TeamViewer is one of the most well-known Remote Access Software used to connect remotely to computers and use them over the Internet as if we were sitting in front of them. Although this tool is legitimate, secure and totally reliable (especially with the last implemented security measures), it is not the first time that hackers use it as a tool to carry out their computer attacks.
Recently, security experts have detected a new spy campaign from one of the most feared groups of hackers, TeamSpy. This group of hackers was doing theirs for over 10 years until in 2013 it was detected. After several years without acting on the net, finally this group of pirates has resurrected and has started with a new espionage campaign in which they use this remote control software to gain control of their victims’ systems and steal their data.
Next, let’s see how this group of hackers operates.
How TeamSpy performs its computer attacks through TeamViewer
To give way to this attack, the group of hackers sends a series of emails posing as different companies and organizations to deceive the victims to download and open a zip file attached that, when unpacking, extracts a .exe file manager to download a .dll library to start the infection.
When the malicious DLL is loaded on the system, the hackers remotely install a version of TeamViewer which they modify with that DLL to remain hidden in the system and not raise suspicion of their presence.

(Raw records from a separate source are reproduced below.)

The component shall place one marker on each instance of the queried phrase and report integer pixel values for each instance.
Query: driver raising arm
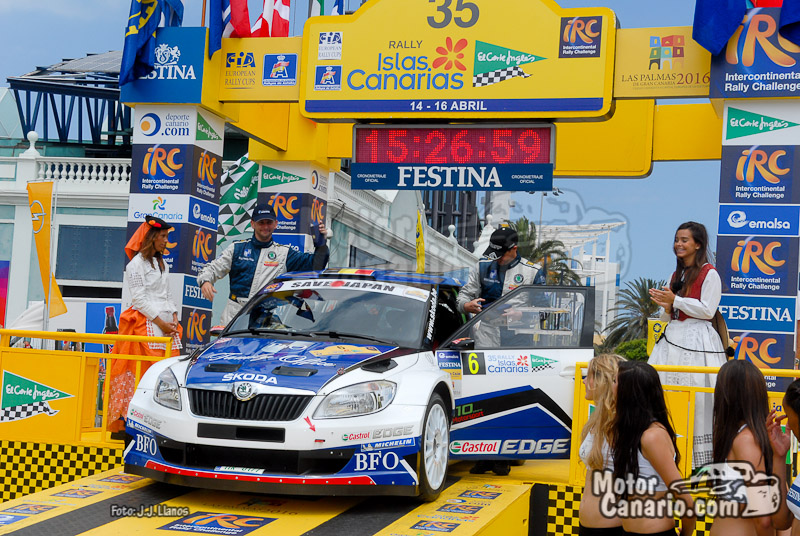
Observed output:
(254, 263)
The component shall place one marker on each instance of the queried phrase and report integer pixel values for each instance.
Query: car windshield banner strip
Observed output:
(502, 401)
(382, 287)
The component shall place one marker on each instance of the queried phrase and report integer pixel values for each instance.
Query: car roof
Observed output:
(374, 275)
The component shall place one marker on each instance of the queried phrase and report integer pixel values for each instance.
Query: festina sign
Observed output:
(524, 177)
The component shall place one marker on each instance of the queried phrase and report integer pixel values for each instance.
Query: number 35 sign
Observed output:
(459, 59)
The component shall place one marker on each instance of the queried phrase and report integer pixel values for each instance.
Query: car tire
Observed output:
(433, 453)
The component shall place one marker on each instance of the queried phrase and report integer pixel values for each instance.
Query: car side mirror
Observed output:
(216, 331)
(463, 344)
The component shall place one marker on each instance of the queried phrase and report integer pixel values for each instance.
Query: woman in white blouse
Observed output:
(690, 302)
(152, 313)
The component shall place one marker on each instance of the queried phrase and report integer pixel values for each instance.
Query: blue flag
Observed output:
(138, 53)
(715, 21)
(337, 8)
(219, 15)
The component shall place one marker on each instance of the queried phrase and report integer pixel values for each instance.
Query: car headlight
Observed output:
(167, 392)
(360, 399)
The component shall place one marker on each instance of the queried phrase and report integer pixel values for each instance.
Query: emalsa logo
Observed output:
(475, 447)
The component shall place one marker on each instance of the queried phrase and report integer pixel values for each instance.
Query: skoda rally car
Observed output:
(361, 382)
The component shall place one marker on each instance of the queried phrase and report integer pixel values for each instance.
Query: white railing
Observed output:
(90, 171)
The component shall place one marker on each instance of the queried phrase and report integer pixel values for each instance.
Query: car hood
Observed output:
(283, 363)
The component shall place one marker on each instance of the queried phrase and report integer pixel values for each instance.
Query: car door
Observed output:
(513, 368)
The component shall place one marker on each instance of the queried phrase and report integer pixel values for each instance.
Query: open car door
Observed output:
(513, 373)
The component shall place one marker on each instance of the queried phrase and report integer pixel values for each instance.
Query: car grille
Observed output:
(223, 405)
(291, 462)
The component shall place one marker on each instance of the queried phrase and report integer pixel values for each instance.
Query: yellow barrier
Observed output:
(60, 386)
(680, 402)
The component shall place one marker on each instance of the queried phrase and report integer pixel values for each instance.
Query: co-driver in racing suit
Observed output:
(501, 272)
(254, 263)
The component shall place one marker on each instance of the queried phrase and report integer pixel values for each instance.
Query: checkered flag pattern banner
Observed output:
(27, 468)
(17, 413)
(540, 367)
(238, 192)
(487, 79)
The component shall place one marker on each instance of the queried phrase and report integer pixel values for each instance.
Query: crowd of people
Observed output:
(629, 446)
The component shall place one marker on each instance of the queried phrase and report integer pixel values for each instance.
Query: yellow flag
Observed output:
(655, 328)
(40, 197)
(420, 245)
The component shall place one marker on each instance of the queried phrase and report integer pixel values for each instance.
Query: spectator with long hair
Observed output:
(595, 450)
(690, 303)
(645, 450)
(152, 313)
(741, 407)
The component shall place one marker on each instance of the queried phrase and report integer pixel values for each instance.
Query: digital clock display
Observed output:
(453, 144)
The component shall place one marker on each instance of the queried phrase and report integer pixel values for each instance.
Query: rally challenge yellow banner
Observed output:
(40, 197)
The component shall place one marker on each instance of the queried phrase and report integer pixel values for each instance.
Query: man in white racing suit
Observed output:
(254, 263)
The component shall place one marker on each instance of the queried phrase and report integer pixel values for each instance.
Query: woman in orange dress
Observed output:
(152, 313)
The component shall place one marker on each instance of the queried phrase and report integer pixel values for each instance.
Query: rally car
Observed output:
(360, 382)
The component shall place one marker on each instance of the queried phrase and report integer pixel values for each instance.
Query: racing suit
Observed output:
(490, 281)
(252, 264)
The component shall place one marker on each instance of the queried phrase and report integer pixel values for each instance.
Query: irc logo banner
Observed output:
(758, 313)
(296, 212)
(581, 37)
(666, 52)
(196, 323)
(206, 172)
(757, 62)
(758, 174)
(766, 351)
(214, 523)
(162, 168)
(758, 265)
(204, 246)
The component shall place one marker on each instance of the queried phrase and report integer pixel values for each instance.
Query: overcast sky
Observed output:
(43, 32)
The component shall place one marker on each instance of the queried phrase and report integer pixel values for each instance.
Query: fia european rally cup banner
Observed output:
(759, 174)
(758, 313)
(759, 220)
(758, 265)
(495, 177)
(757, 62)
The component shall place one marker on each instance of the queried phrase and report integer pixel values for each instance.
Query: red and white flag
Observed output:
(236, 18)
(274, 21)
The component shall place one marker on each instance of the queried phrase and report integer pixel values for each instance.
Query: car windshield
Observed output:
(370, 310)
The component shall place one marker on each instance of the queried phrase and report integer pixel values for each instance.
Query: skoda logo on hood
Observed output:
(243, 390)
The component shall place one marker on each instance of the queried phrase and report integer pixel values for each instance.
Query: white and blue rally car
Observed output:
(361, 382)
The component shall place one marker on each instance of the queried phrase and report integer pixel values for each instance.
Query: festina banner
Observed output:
(490, 177)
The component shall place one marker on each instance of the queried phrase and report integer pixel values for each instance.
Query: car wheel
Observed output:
(433, 455)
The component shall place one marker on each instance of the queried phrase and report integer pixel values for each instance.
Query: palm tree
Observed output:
(633, 309)
(550, 253)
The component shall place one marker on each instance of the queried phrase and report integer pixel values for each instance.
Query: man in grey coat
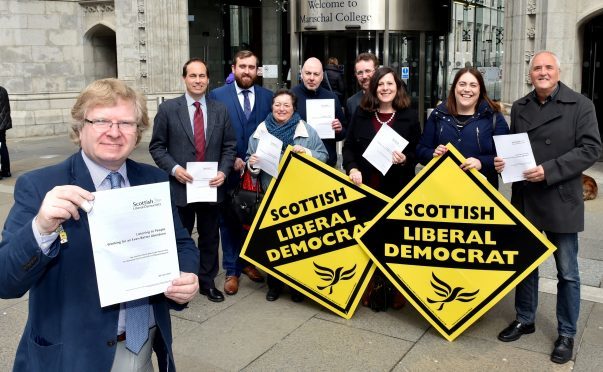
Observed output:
(364, 68)
(193, 128)
(563, 131)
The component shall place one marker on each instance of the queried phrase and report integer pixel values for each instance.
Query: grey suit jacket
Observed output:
(564, 135)
(173, 141)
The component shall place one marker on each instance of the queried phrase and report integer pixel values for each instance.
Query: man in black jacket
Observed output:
(5, 124)
(564, 135)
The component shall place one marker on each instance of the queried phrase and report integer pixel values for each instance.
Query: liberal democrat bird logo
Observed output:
(448, 294)
(333, 277)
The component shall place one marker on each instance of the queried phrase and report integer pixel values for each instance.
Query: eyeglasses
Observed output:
(365, 72)
(103, 125)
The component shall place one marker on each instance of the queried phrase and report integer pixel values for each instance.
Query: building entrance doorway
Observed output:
(419, 53)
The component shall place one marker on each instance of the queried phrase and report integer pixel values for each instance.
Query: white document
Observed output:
(269, 154)
(199, 190)
(320, 114)
(518, 155)
(132, 233)
(380, 151)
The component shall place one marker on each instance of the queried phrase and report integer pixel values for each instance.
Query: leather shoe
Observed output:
(273, 294)
(398, 301)
(515, 330)
(296, 296)
(213, 294)
(253, 274)
(564, 347)
(231, 285)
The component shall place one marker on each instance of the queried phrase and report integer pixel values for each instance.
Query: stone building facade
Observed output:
(50, 49)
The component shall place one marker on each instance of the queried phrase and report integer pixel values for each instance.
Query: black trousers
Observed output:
(4, 159)
(208, 218)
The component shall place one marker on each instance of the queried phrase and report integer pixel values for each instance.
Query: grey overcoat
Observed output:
(565, 140)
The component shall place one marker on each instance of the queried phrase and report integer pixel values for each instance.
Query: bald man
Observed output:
(312, 75)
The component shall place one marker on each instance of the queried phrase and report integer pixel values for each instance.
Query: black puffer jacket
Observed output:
(5, 120)
(336, 80)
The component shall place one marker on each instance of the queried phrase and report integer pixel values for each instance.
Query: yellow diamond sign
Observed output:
(304, 231)
(453, 244)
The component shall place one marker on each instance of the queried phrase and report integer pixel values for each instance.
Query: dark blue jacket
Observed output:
(302, 93)
(67, 329)
(474, 140)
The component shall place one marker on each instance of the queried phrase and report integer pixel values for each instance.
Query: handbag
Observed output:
(246, 199)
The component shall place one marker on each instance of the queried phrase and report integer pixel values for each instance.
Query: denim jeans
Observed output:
(568, 286)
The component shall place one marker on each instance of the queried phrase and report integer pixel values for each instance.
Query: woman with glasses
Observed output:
(468, 119)
(285, 124)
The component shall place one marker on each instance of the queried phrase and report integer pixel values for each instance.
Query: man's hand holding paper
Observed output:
(518, 157)
(321, 116)
(133, 242)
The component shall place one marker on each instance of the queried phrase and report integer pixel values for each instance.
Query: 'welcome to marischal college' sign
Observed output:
(325, 15)
(338, 15)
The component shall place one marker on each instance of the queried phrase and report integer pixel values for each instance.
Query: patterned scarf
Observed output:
(285, 131)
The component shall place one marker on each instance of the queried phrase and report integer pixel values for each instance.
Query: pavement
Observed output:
(245, 332)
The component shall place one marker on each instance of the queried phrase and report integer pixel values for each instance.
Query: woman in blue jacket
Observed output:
(468, 119)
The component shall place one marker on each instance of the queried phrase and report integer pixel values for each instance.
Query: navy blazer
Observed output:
(243, 127)
(173, 141)
(66, 329)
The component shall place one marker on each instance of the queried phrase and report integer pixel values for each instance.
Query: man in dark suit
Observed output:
(564, 134)
(5, 124)
(248, 105)
(46, 249)
(364, 68)
(194, 128)
(312, 75)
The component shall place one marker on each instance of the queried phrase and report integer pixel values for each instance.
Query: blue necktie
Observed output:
(137, 311)
(246, 103)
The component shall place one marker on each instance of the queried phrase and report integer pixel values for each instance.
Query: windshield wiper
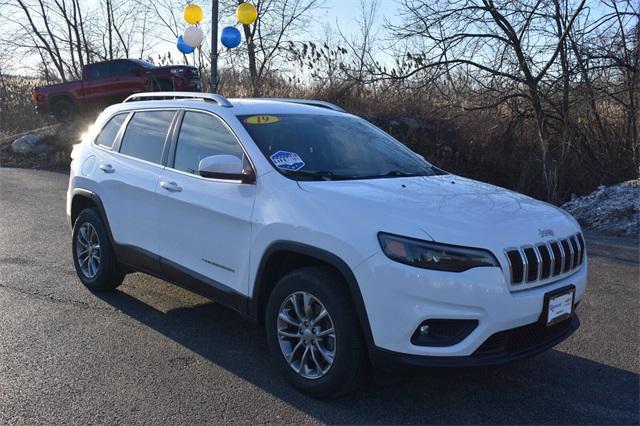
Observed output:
(317, 174)
(393, 173)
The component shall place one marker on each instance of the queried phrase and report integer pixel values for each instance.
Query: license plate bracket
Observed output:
(558, 305)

In addition, hackers also install a keylogger and VPN in the system.
Spyware constantly sends log files to their C & C server with all the information it finds on the victim’s system, in addition to TeamViewer access data to connect remotely to it. This malware is also able to evade dual authentication of remote control software and even have access to encrypted data if the system user has them as trusted or has the encryption key of the same.
As you can see, the whole threat is done with a malicious DLL library, so, unlike what happened in the past, this time the passwords of TeamViewer have not been compromised, so, although not recommended, you can still use them.

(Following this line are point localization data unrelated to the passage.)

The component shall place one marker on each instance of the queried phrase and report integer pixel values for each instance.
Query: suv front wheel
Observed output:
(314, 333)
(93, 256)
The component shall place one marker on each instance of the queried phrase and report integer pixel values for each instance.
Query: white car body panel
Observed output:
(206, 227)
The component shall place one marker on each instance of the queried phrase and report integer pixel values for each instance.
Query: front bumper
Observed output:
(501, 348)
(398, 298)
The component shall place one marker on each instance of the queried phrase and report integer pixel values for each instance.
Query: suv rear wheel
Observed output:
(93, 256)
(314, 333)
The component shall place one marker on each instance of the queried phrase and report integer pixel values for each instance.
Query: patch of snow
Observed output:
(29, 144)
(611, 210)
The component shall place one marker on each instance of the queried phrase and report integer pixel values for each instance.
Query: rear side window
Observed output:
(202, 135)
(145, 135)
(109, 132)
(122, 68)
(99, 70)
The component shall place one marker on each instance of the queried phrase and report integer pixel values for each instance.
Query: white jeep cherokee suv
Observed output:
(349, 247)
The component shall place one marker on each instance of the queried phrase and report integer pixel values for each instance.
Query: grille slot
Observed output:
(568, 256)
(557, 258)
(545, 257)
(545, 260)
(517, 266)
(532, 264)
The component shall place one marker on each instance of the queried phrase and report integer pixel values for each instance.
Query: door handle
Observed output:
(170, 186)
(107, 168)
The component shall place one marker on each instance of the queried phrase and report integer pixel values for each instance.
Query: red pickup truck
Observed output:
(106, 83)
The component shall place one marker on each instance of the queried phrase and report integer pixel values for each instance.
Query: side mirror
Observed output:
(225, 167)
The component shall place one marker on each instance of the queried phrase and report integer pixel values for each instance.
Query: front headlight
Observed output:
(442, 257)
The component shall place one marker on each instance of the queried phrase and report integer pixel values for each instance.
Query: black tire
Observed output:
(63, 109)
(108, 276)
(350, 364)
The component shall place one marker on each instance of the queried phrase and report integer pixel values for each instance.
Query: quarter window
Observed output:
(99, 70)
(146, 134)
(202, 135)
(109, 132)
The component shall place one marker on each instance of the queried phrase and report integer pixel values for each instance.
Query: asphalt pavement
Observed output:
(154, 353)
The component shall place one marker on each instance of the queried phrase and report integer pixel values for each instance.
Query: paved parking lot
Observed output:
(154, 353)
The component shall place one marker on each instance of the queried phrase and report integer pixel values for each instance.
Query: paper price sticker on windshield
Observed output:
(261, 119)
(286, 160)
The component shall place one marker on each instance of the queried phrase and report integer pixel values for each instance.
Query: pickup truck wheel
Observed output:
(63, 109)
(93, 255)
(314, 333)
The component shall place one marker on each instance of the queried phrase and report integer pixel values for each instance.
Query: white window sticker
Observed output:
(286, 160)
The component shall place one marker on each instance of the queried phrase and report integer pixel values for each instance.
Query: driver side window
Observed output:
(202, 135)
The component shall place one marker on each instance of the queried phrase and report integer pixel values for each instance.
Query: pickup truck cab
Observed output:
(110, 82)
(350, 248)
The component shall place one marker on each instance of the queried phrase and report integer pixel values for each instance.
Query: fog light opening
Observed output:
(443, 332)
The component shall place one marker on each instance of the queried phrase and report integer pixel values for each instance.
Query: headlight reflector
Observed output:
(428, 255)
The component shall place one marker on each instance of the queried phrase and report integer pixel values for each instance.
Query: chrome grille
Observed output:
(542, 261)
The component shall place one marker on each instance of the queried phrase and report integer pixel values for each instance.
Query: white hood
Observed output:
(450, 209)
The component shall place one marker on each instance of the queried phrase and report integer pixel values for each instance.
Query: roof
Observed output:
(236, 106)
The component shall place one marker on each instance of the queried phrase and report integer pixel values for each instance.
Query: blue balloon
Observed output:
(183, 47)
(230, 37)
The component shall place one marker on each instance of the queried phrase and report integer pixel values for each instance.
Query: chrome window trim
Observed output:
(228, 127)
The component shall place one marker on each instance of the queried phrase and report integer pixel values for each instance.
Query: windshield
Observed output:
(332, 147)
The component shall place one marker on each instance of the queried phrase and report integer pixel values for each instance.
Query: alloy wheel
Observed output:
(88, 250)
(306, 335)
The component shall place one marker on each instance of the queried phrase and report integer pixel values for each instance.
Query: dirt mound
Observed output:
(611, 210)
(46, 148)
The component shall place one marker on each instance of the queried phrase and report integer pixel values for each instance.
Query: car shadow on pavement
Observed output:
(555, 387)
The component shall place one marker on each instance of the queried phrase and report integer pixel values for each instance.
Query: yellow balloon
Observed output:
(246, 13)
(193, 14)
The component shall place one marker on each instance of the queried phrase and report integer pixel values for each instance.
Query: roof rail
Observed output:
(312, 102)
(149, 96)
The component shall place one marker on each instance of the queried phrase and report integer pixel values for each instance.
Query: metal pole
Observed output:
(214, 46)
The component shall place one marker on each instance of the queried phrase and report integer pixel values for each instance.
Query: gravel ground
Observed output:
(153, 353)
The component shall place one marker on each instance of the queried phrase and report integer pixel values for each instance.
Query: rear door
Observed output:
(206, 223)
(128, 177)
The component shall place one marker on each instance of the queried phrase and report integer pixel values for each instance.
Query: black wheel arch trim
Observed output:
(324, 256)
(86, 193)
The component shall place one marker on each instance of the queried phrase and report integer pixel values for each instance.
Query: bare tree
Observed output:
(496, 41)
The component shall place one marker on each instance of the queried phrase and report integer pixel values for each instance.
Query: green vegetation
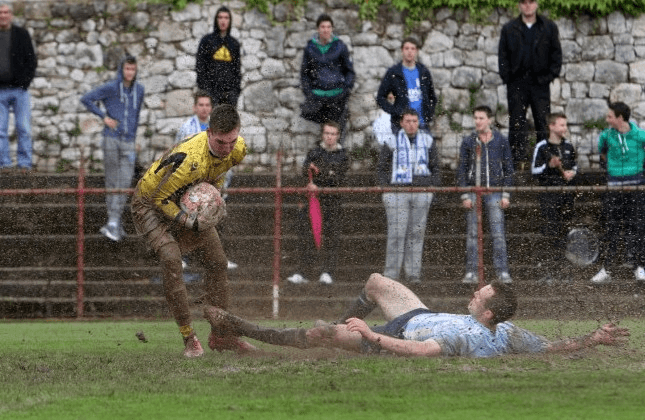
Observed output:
(418, 10)
(99, 370)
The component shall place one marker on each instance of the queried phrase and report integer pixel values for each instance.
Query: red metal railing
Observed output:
(80, 191)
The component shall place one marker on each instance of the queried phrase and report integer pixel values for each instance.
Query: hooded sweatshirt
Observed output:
(625, 154)
(326, 69)
(218, 65)
(121, 103)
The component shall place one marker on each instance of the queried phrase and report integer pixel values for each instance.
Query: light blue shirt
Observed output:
(463, 335)
(414, 91)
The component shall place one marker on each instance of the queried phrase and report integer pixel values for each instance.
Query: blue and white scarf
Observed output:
(409, 161)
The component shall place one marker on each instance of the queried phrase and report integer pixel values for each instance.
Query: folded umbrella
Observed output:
(315, 214)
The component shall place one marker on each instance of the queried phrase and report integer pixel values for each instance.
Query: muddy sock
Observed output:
(360, 308)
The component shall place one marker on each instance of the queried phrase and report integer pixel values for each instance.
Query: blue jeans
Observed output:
(407, 214)
(19, 100)
(496, 223)
(118, 157)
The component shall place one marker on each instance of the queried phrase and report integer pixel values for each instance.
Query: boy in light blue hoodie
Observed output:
(122, 99)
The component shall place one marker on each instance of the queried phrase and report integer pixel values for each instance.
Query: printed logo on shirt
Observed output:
(223, 54)
(414, 94)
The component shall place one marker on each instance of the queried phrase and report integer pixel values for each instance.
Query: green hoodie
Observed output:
(625, 153)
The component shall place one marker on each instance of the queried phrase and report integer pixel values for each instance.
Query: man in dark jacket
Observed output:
(411, 84)
(17, 69)
(530, 57)
(326, 76)
(485, 161)
(328, 164)
(218, 65)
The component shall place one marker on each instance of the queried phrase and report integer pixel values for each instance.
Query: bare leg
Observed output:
(392, 297)
(334, 336)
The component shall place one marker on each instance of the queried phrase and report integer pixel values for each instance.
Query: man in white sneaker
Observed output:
(328, 163)
(621, 146)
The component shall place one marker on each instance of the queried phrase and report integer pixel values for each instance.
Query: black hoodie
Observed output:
(218, 64)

Spyware still very little detected
As reported by the security company that has discovered this threat, the detection rate of this threat is very small. Only 15 of VirusTotal’s 59 antivirus programs detect it as a threat, including Kaspersky, ESET, McAfee, Windows Defender and Symantec, among others.
The best way to protect yourselves from these new computer attacks is, in addition to having updated antivirus software installed on your computer, avoiding to download and execute all kinds of files that you receive in the inbox of your email since, despite Years pass and computer threats change, e-mail remains one of the weakest pillars of security.
What do you think of the threats that continue to arrive via email?